Tuesday, February 24, 2026

Isha – That child is you, sir


Isha

is a Telugu horror film. When you look at the cast, apart from Hebah Patel and our own Pablu Prithviraj, who acted in Marmadesam and Ramani vs Ramani, all the other faces are unfamiliar. It's unfortunate that this film ended up becoming a meme, much like a Vadivelu comedy. What's even more surprising is that it has been celebrated and holds a 9+ rating on IMDb. Anyway, let's see how the film actually is.

According to the story, there are two girls and two boys who have been friends since their LKG days. One pair is already married. The other pair hasn't confessed their love yet. The boy is in love, but he hasn't told the girl. It's one sided. What these four do for a living, as I understood while watching, is expose fake saints who claim to exorcise ghosts and perform miracles to swindle money. It wasn't clearly shown that this is their profession, perhaps it was mentioned in the dialogues. But that heavy Telugu was beyond me. So let's leave that aside. After completing one such mission and exposing a swindler saint, they move on to the next mission. This entire first mission is extremely boring. I honestly felt it would have been better if they had just kept quiet instead of dragging those scenes. Only after that does the story enter the main plot. From the very first scene, everything shown is relevant to the story. It's just that it tests our patience as viewers.

The next mission involves Bablu Prithviraj, who plays a neurosurgeon. After shocking and disturbing CCTV footage of his wife's death was released, rumors spread that his experimental brain medicine trials on humans were exposed, and that he fled to America.

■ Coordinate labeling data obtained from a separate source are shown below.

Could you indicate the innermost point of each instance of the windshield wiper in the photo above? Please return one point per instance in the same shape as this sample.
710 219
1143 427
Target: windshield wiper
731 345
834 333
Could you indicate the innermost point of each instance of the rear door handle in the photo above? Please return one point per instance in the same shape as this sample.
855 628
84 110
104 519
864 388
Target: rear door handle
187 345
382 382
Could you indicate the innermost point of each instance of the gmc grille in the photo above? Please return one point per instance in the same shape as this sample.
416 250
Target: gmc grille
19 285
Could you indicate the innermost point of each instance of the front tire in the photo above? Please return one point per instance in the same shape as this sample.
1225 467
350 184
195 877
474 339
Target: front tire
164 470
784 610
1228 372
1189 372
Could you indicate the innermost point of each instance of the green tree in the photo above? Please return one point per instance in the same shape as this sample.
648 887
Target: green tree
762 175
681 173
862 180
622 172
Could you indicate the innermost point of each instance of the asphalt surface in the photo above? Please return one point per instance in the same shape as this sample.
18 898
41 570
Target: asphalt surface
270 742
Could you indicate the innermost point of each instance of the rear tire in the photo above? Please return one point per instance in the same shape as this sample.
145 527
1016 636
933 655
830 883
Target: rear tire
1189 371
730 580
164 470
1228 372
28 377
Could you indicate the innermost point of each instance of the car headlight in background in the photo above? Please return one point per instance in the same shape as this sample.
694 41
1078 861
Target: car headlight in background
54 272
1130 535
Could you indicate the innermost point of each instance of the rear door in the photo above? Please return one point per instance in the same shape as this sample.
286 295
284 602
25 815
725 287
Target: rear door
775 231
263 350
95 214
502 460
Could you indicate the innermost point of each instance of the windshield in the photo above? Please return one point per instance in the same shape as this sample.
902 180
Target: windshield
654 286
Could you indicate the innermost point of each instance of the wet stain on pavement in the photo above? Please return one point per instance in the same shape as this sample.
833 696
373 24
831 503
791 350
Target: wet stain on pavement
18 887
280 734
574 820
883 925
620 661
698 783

But instead, he appears in an Osama bin Laden like getup, wearing a forehead mark, acting as a saint performing exorcisms in a hill village in Andhra Pradesh. When the four friends plan their mission using his photo, I assumed he would unleash some villainous performance like the antagonist in a recent Vijay Sethupathi film. But he isn't a villain. He has genuinely transformed into a saint. Though that was a small disappointment, and even though his getup felt slightly amusing, he performed the role very naturally. That part was good.

Now, while the four friends are driving to this hill village, a family traveling by bike to a wedding meets with an accident at an S bend. Both vehicles crash. In that family, the woman who was sitting on the pillion falls into a ditch, hits her head, and dies on the spot. Later, she appears as a ghost possessing a man's body. But she isn't the main ghost. There are many more ghosts. At times, it becomes so confusing that you can't tell who is a ghost and who is human. I genuinely felt like asking, What on earth is all this?

The ones shown clearly as ghosts are indeed ghosts. But among those shown as humans, some are not actually human. What we see in the film isn't even this world. It's another world altogether. Bablu tells the four of them that he will prove within three days whether ghosts exist or not, and asks them to stay in a house. While they are there, there are several jump scare scenes. But the four of them keep insisting that it's all tricks by this fake saint. Eventually, some among them even start believing that those tricks might actually be real.

But in the climax, whether ghosts exist or not, whether the four actually saw ghosts in that house,when Pablu and his disciples, who were waiting outside, enter the house, they discover that the ghosts are none other than these four themselves. That twist, which tries to elevate the film to some world cinema level, is something I simply cannot forgive!